Edit: Wow the first set of shelties are so loud! They're so barky during the run.


----------



## GottaLuvMutts (Jun 1, 2009)

Michiyo-Fir said:


> Edit: Wow the first set of shelties are so loud! They're so barky during the run.


Hmm, there weren't any shelties in the video I posted. Do you mean the keeshonds? Or maybe the BC/Collie pair? All of them were pretty barky.


----------



## Michiyo-Fir (Jul 25, 2009)

Oh sorry, you were right, it was the rough collie, BC pair. I'm not sure why I thought they were shelties because they're pretty big lol. But gosh, they are so loud!! 

Most of the Paps were really quiet which I love. I don't really like dogs that bark a lot during training or work. For some reasons it really irritates me. A few excited barks is ok but not constantly.


----------



## GottaLuvMutts (Jun 1, 2009)

Michiyo-Fir said:


> Oh sorry, you were right, it was the rough collie, BC pair. I'm not sure why I thought they were shelties because they're pretty big lol.

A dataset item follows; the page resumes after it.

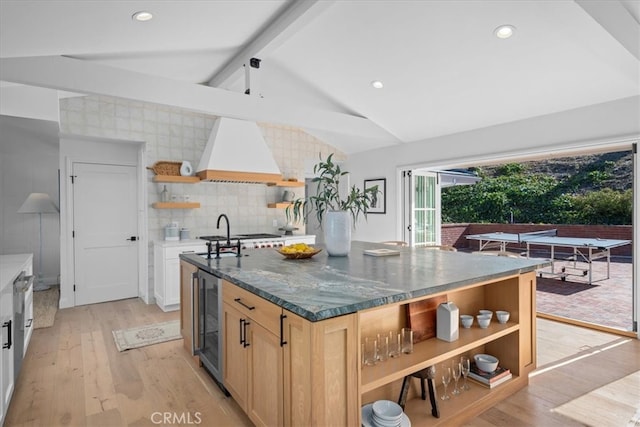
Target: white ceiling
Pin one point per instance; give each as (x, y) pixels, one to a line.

But gosh, they are so loud!!


Would you believe that both of those dogs are like 9-10 years old??? The BC is very barky on course, even when she's running alone. The collie just got a little overexcited about the BC and thought she wanted to play. It was cut out of the video, but as soon as they finished their run, the collie (F) started humping the BC (also F)!!!

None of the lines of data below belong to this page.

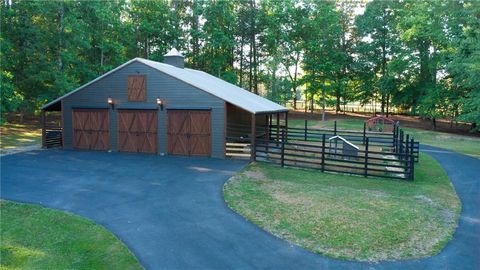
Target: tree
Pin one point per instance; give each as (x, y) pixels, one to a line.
(378, 44)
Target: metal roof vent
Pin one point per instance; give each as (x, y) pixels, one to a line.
(174, 58)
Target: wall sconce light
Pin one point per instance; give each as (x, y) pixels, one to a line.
(110, 102)
(160, 103)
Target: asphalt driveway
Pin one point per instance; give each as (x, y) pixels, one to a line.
(171, 214)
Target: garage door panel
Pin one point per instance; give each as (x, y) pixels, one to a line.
(91, 129)
(200, 123)
(178, 144)
(189, 132)
(137, 131)
(147, 143)
(200, 145)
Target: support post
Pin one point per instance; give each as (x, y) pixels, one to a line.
(305, 130)
(282, 157)
(364, 132)
(323, 152)
(286, 126)
(407, 146)
(401, 143)
(412, 161)
(269, 126)
(254, 135)
(44, 130)
(365, 174)
(267, 134)
(278, 127)
(394, 136)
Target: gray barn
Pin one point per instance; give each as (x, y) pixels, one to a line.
(162, 108)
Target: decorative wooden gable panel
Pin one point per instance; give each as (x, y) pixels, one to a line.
(137, 88)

I've learned to live with Kit's vocalizations while running. It annoys me only when she misses cues cause she's too loud to hear them.


----------



## So Cavalier (Jul 23, 2010)

Wow, that was a hoot....now I am going to have to enter a USDAA trial just to do this!


----------



## Shandwill (Jul 23, 2010)

LOVE this video! Total insanity, but looks like so much fun


----------



## FlashTheRottwuggle (Dec 28, 2009)

I was dying laughing! I loved the keeshonds and the goldens! Too funny!


----------



## Indigo (Mar 31, 2011)

That's hilarious and looks like tons of fun, but...

That looks like a nightmare to handle.... I mean you only have one body and you have to adjust for two dogs... agggh!

I guess there is no height divisions either? Otherwise everyone would just try to have a height dog like they do for flyball.

Not to mention judging this! I see judges missing things for one dog all the time, it must be really hard to watch two dogs.

And maybe safety... two dogs on one dog walk might bump one another off. I dunno. I think of collisions in flyball passes... a really motivated dog sometimes isn't aware of anything but the goal.

Edit: Around 8:04 when the two keeshonds get into an argument over who is doing the weaves. Priceless.


----------